It's been a long November, and all I really have to say is: W00t!

A little over 30 days ago, I set out to start a writing challenge I coined BaMoTTuSto -- a story each day (except Thursday nights, when my work schedule is execrable) during November, in homage to NaNoWriMo.

A month later -- 22 stories and 4 pieces of culturalia later -- and 40,532 words later ... it's over. And despite falling asleep in my chair at least twice, and writing some stories which make me wince (and some which make me proud), I survived the month with my muse intact.

Heck, there are even some more unwritten stories where the rest of those came from ... if I'm lucky I'll be able to keep the momentum up.

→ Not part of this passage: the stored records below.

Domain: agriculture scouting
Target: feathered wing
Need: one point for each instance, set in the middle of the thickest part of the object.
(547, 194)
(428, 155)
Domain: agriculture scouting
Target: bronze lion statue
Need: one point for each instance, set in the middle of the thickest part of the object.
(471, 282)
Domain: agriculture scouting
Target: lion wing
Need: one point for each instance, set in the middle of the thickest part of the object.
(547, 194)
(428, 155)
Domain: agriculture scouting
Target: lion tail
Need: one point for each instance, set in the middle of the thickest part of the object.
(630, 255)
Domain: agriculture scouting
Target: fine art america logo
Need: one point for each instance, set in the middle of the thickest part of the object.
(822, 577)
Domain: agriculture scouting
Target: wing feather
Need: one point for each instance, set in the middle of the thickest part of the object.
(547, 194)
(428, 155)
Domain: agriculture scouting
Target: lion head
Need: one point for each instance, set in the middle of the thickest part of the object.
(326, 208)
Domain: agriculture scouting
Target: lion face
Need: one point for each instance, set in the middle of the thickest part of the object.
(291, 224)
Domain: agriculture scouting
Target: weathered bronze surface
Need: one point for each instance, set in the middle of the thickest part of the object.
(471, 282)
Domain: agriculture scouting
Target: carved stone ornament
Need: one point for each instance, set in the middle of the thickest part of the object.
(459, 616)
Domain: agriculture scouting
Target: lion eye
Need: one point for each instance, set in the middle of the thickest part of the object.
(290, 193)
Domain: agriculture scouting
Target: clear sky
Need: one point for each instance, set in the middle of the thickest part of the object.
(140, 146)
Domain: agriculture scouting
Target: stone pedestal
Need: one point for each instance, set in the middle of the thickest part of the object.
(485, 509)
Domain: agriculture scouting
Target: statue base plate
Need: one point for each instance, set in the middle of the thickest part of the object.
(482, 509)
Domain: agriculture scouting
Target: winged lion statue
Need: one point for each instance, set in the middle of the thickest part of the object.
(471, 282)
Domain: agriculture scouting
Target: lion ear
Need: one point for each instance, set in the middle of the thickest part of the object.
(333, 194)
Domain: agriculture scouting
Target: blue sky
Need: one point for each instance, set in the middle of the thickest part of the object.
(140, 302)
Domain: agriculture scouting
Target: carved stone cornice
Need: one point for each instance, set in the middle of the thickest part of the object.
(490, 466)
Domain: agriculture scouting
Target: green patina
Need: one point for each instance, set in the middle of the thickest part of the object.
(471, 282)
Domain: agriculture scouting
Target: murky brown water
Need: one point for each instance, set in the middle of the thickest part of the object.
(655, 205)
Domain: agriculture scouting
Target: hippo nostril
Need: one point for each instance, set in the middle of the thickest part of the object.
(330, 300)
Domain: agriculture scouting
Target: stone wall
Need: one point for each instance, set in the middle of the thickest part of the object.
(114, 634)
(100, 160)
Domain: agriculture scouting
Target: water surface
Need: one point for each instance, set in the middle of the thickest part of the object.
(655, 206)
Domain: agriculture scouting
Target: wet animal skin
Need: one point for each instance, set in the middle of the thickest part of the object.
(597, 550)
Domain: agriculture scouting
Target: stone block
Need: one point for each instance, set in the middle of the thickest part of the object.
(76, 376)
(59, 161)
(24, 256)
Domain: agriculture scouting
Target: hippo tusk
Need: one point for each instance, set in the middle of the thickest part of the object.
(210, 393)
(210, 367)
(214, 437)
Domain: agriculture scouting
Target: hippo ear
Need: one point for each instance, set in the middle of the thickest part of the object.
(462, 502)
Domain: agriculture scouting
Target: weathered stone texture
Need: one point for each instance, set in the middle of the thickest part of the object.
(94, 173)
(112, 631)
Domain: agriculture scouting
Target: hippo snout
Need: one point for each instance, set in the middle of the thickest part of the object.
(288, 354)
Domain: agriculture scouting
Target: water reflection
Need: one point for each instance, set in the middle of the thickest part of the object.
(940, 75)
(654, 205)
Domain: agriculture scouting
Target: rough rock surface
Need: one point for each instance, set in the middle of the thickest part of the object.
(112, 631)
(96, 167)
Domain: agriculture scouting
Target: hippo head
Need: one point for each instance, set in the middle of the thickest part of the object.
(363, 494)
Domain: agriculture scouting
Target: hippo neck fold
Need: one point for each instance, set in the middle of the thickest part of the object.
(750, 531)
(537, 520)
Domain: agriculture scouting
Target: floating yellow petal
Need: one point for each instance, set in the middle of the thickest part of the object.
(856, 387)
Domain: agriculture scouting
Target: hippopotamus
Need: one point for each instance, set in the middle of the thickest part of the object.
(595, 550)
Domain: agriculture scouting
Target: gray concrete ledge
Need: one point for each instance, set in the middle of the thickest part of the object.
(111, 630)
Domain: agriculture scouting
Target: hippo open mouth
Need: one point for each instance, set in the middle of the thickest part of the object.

Anyway, I have to adjust to having this be a journal again. I also have to adjust to playing catch-up on all of the tasks I delayed during November; I've got a to-do list as long as my arm. I may be AWOL sporadically -- but I do have news to report, and I'll try to get to it as soon as possible.

While you're waiting, I would be grateful if you, my loyal readers, would help give me some feedbax on BaMoTTuSto. I've set up a reader poll summarizing the stories and asking for your pick of the month's top three. Go vote! (If you're not a Livejournal user, you can leave your nominations as a comment to the poll post, or speak out in my forums.)


           December 13, 2003 ... Breaking news .......................... (Permalink)

We interrupt this well-deserved writing dry spell in order to bring you the following world news you're already hearing everywhere else you turn: Saddam Hussein has been captured.

... I bring this up only so I can proceed to ignore it for two whole glorious days. You see, I work at a newspaper ... but this broke several hours after deadline, and it's now the beginning of my weekend.

The coverage of this is going to be a sheer media bombardment. The discussion of this is going to be a sheer public frenzy. In our immediacy-driven world, the last place any sane person would want to be in the next 48 hours is in the middle of a media center, immersing oneself in the latest inconsequential details like the color of his suit or what he had eaten for his final pre-capture meal.

But I'm free. I'm going to sit out the next two days in glorious, blissful ignorance -- doing some programming, or maybe some TTU editing -- and only reluctantly return to the land of the frothing-at-the-mouth once some of the furor has started to die down.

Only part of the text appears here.